Salt pan

Finally after 2 hard days of slogging the sandy desert plains I have been spat out of the valley along the Arivalli Mountains and in front of me lies a massive salt lake, shimmering in the dessert. There is a constant drone of labouring tractor engines as they drag over laden trailers of salt across the open dry pan. Little shapes shimmer in the distant haze. Trails of dust slowly drift and hang across the pan like jet streams as rows of tractors enter the desert in search of their next load of salt. I had hit the pan dead centre, a slight miscalculation, which now meant a whole day’s run to get around the lake. By some chance, Nick was doing a navigation recheck and found a small thread of a road leading across the centre of the lake. On further investigation, he found that this road had been build to extract salt in the dry season – what a stroke of good fortune.

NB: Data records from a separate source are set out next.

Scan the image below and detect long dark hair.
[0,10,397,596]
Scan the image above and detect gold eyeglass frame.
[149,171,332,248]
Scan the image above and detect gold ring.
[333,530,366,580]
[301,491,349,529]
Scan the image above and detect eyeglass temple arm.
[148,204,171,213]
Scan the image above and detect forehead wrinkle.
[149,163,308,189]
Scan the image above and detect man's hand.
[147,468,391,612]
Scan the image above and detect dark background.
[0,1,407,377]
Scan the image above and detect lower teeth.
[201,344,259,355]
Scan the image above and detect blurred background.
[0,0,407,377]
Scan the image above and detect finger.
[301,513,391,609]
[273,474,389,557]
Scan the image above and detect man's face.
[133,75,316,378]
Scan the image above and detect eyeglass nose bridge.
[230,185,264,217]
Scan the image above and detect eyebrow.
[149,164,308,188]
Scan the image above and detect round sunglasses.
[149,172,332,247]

It was quite a run through the little salt lake village, its twisty roads buzzing with camels, tractors and vans all carrying salt. There was a fine salty dust that was hanging in the air that I was breathing in, you could taste and smell the salt as you breathed as well as been coated with a fine layer of salt. Finally through the town, I followed a few camels and picked up the road heading into the centre of the lake. Initially I was running with the lake on each side of this track, then suddenly it all dried up, it seemed to retract into the haze beyond, rolled back like a massive pool of mercury and just disappeared into the sand.

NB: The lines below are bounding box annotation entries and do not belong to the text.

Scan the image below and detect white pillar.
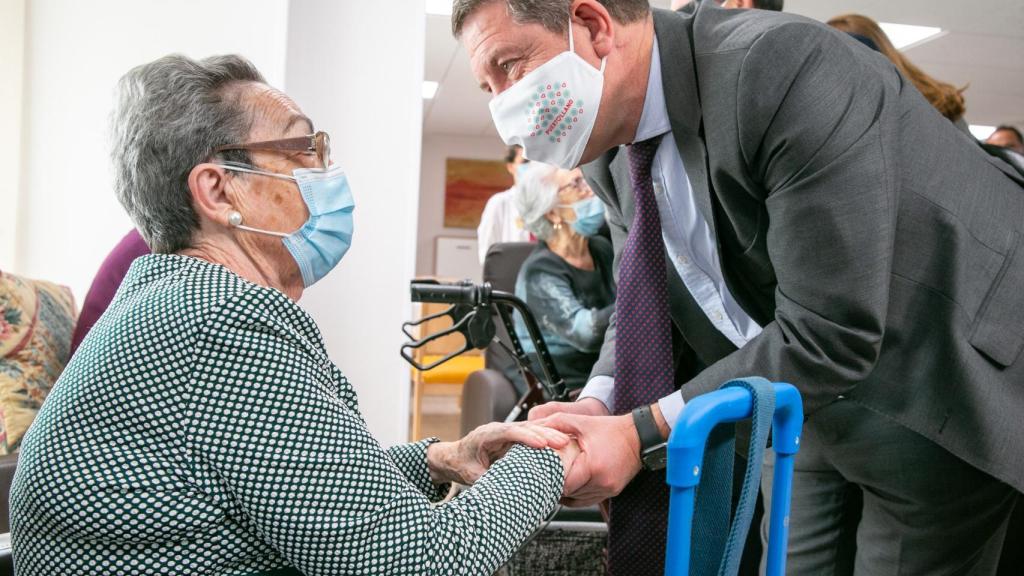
[12,0,288,295]
[0,0,25,272]
[286,0,425,446]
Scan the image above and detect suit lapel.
[653,10,718,238]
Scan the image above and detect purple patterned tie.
[608,132,675,576]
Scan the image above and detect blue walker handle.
[665,383,804,576]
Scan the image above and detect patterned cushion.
[0,273,76,454]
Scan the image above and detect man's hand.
[427,422,577,485]
[531,409,641,506]
[527,398,608,421]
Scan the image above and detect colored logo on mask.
[526,82,584,142]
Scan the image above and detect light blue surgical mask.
[222,164,355,288]
[560,196,604,236]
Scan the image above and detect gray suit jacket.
[585,2,1024,490]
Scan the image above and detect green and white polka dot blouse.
[11,254,562,576]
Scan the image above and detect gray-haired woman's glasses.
[213,132,331,169]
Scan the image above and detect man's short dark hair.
[505,145,522,164]
[754,0,784,12]
[992,124,1024,145]
[452,0,650,38]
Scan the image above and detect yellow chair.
[411,303,483,440]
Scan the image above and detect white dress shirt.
[476,189,529,264]
[580,36,761,426]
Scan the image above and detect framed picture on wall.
[444,158,513,229]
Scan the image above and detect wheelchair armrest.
[461,369,519,436]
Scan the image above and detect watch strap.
[633,406,665,454]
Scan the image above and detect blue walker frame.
[665,383,804,576]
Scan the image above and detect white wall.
[287,0,425,446]
[14,0,288,295]
[416,134,507,276]
[0,0,25,272]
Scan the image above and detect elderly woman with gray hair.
[509,162,615,392]
[10,52,578,576]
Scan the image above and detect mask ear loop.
[569,17,608,74]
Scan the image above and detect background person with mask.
[509,162,615,394]
[476,146,530,264]
[10,55,577,576]
[985,124,1024,155]
[452,0,1024,576]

Ahead of me lay this open span of sand as far as I could see. The road disappeared as the track seemed to fray out, each taking its own direction into nothingness. There I stood, from left to right there was nothing but sand, the horizon had rounded and fused with the dessert, all was now one. Slowly as I ran out into the dessert, the salty crust seemed to have puffed up as the water had evaporated and it had dried leaving this salty crust. Each step my shoe would break through the crust and crunching through it until it hit the desert sand below. A small vortex of dust would puff up through the broken crust and envelop my shoe. Crunch, crunch, crunch, on I ran into the void of nothing. There was this absolute silence around me. There was nothing, nothing to look at nothing to hear, just the crunch below me, the sound of my breath, as I slowly gilded out, I felt for the first time if I carried on running I was going to run over the edge.